1. The title references "microbes" but "bacteria" would be much more appropriate. I can't see any consideration of eukaryotic microbes or archaea in the paper.

2. The final 2 sentences of the Abstract (lines 22-26) are very cryptic and unhelpful. It would be much better to give a summary of the actual (rather limited) indications that the authors found for association between copper-associated signal transduction and specific lifestyles.

3. I noticed one major omission from the discussion, which is the PetR/PetP (or BlaR/CopY) system recently characterised in a cyanobacterium, in which a copper-responsive membrane protease controls the abundance of a CopY-type response regulator to enable a switch between the expression of plastocyanin and cytochrome c6 (Garcia-Canas et al PNAS 118 (2021). The system seems to be absent from the small number of representative cyanobacteria considered here, but there are homologs in some ecologically-significant marine species, including the nitrogen-fixers Crocosphaera watsonii and Trichodesmium erythraeum. The paper discusses CopY, but it would be interesting to see if there are BlaR homologs in other marine bacteria.

Author Response

Reviewer 2:

1. The title references "microbes" but "bacteria" would be much more appropriate. I can't see any consideration of eukaryotic microbes or archaea in the paper.

We thank the reviewer for this suggestion. We change the title to refer to bacteria and not microbes.

 

2. The final 2 sentences of the Abstract (lines 22-26) are very cryptic and unhelpful. It would be much better to give a summary of the actual (rather limited) indications that the authors found for association between copper-associated signal transduction and specific lifestyles.

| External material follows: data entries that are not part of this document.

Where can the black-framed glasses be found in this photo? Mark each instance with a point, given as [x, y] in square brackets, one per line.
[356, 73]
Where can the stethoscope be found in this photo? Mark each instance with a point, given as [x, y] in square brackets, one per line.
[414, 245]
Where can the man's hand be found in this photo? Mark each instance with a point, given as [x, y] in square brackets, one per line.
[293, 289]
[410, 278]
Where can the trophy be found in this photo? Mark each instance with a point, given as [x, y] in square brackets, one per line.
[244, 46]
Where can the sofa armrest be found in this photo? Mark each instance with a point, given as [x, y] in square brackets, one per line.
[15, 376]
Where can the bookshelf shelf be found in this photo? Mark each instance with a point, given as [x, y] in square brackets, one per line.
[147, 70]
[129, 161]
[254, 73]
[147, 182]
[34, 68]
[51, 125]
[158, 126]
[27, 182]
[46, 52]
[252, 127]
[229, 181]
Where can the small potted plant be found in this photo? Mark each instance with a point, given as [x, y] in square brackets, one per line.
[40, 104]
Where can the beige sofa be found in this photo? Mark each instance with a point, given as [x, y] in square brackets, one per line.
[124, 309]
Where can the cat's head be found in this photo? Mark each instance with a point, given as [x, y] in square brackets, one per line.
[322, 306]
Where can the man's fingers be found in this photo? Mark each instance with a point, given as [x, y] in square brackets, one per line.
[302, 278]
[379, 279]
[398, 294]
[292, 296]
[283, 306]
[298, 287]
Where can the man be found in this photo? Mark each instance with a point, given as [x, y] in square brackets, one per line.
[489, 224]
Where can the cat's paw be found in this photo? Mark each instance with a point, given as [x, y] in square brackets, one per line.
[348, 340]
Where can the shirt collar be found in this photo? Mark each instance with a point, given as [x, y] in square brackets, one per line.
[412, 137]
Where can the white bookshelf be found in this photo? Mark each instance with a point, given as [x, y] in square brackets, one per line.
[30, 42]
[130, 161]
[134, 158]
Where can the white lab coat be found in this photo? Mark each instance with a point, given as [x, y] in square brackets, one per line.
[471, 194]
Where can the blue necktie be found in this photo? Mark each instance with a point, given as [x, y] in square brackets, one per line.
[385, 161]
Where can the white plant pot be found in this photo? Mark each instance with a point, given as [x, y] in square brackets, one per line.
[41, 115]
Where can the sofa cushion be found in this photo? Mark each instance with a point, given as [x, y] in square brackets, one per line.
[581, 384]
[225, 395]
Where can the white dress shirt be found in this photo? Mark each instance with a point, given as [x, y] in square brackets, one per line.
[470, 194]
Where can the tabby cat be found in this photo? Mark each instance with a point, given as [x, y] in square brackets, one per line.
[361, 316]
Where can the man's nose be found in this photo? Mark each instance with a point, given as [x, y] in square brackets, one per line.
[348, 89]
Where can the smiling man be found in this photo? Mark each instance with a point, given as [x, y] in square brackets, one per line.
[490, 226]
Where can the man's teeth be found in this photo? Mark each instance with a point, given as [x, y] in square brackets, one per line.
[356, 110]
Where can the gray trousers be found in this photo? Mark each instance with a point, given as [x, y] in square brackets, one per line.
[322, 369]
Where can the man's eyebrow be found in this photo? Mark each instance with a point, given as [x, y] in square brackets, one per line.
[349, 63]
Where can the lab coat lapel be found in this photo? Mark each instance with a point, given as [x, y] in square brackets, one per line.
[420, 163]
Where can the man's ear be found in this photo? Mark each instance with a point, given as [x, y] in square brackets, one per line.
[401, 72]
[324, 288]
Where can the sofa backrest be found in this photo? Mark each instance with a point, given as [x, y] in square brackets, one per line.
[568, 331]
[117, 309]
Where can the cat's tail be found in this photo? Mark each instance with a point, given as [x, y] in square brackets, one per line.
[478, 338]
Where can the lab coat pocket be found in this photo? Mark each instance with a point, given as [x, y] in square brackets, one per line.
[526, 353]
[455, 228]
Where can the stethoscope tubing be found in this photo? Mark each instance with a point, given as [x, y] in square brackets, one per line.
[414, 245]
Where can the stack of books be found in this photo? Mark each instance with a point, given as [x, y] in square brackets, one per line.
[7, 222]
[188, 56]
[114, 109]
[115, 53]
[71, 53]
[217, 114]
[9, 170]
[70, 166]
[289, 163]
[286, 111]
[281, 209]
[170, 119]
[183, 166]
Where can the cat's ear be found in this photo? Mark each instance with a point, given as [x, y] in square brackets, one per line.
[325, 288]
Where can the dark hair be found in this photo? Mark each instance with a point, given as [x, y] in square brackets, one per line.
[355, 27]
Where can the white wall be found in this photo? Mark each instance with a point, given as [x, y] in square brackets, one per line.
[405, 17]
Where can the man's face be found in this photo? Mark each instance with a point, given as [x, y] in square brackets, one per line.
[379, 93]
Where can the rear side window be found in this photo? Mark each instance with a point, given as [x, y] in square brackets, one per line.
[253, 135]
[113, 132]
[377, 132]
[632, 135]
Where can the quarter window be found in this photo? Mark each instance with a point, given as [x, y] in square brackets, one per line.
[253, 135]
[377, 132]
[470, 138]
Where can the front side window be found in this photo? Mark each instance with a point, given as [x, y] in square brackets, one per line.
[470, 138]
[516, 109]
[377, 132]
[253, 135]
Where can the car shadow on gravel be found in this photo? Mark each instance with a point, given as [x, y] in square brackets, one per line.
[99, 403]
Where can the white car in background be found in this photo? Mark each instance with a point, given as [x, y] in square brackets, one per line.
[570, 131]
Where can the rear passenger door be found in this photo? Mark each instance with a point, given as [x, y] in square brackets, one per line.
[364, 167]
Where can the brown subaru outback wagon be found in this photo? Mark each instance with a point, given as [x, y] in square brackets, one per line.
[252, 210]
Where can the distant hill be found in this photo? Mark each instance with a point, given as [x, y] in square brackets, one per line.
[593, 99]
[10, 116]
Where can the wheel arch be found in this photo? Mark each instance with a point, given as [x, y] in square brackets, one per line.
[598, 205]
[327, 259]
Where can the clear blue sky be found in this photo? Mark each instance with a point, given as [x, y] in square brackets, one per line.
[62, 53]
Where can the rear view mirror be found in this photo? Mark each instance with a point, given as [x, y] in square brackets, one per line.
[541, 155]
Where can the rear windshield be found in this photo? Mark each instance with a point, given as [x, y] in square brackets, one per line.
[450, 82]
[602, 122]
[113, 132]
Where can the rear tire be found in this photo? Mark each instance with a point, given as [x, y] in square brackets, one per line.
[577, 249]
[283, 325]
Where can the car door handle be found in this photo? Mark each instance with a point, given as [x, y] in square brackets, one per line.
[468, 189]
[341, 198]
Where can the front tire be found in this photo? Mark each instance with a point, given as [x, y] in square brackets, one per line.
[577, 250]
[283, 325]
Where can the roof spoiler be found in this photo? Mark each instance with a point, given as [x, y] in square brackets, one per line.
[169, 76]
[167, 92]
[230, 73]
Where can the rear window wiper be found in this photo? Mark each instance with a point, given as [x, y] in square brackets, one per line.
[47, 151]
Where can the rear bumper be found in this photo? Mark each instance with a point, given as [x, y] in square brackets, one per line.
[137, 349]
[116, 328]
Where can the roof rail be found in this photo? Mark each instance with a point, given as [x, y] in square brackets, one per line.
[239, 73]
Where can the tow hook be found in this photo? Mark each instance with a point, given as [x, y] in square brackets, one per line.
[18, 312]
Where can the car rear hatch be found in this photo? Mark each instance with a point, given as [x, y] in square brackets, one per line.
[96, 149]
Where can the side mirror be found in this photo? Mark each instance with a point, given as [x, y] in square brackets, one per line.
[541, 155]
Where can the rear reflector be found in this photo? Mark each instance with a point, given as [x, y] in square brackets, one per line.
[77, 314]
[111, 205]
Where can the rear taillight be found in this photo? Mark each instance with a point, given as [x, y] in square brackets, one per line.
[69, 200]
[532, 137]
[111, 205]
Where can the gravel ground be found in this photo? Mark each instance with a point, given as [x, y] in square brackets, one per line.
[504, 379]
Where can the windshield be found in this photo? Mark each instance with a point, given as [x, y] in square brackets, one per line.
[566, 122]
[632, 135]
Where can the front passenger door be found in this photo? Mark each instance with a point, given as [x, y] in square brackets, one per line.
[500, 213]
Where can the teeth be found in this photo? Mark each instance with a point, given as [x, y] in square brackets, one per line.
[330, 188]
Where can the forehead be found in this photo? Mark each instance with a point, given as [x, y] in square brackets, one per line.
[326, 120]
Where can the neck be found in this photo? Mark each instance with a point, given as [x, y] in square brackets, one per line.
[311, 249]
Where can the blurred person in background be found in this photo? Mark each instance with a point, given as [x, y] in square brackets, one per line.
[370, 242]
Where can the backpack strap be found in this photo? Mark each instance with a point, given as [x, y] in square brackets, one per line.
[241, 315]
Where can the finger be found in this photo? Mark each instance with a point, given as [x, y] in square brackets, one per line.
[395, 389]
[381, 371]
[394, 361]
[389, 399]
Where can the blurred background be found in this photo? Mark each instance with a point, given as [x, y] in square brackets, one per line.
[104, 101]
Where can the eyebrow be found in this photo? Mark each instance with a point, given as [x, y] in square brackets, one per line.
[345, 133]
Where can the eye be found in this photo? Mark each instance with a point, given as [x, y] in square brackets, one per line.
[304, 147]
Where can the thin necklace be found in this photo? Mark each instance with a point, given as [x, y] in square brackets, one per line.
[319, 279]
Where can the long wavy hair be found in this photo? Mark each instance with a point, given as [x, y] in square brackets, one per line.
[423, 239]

We agree with the reviewer about this suggestion. I modified the final 2 sentences of the abstract to highlight observations from the analyses. We, in fact, made an overall correction in the abstract as suggested by both reviewers. As suggested, the final quarter of the abstract now summarizes the use of a comparative genomics study to characterize the presence of different copper signal transduction systems across marine bacteria. It highlights key observations made from the study.

 

 

3. I noticed one major omission from the discussion, which is the PetR/PetP (or BlaR/CopY) system recently characterized in a cyanobacterium, in which a copper-responsive membrane protease controls the abundance of a CopY-type response regulator to enable a switch between the expression of plastocyanin and cytochrome c6 (Garcia-Canas et al PNAS 118(2021). The system seems to be absent from the small number of representative cyanobacteria considered here, but there are homologs in some ecologically-significant marine species, including the nitrogen-fixers Crocosphaera watsonii and Trichodesmium erythraeum. The paper discusses CopY, but it would be interesting to see if there are BlaR homologs in other marine bacteria.

 

The reviewer makes an excellent suggestion about adding the BlaR system homologs to the analysis. We originally only included the copper-associated signal transduction system that regulates the expression of copper homeostasis systems in our analyses. The PetR/PetP system first identified in Cyanobacteria, regulates the activity of CopY system regulator by copper-responsive BlaR protease, is intriguing. Its presence in many Cyanobacteria, a major component in marine systems, necessitates its inclusion in the analyses. This system is unique, where a membrane protease regulates the cytoplasmic CopY system regulator in response to copper, which is different from CopY’s typical regulation. This would be an excellent addition to the overall analyses of copper-associated systems in marine bacteria and was thus included in the study.

We added two additional marine Cyanobacteriota to the analysis to increase representation from the Cyanobacteriota phylum. However, we did not find the CopY/BlaR homologs in these bacterial species from the Cyanobacteriota phylum. We made some exciting observations of the presence of the BlaR homologs in other heterotrophic marine organisms.

 

Author Response File: Author Response.pdf

Round 2

Reviewer 1 Report

As it has been revised. This manuscript could be accepted.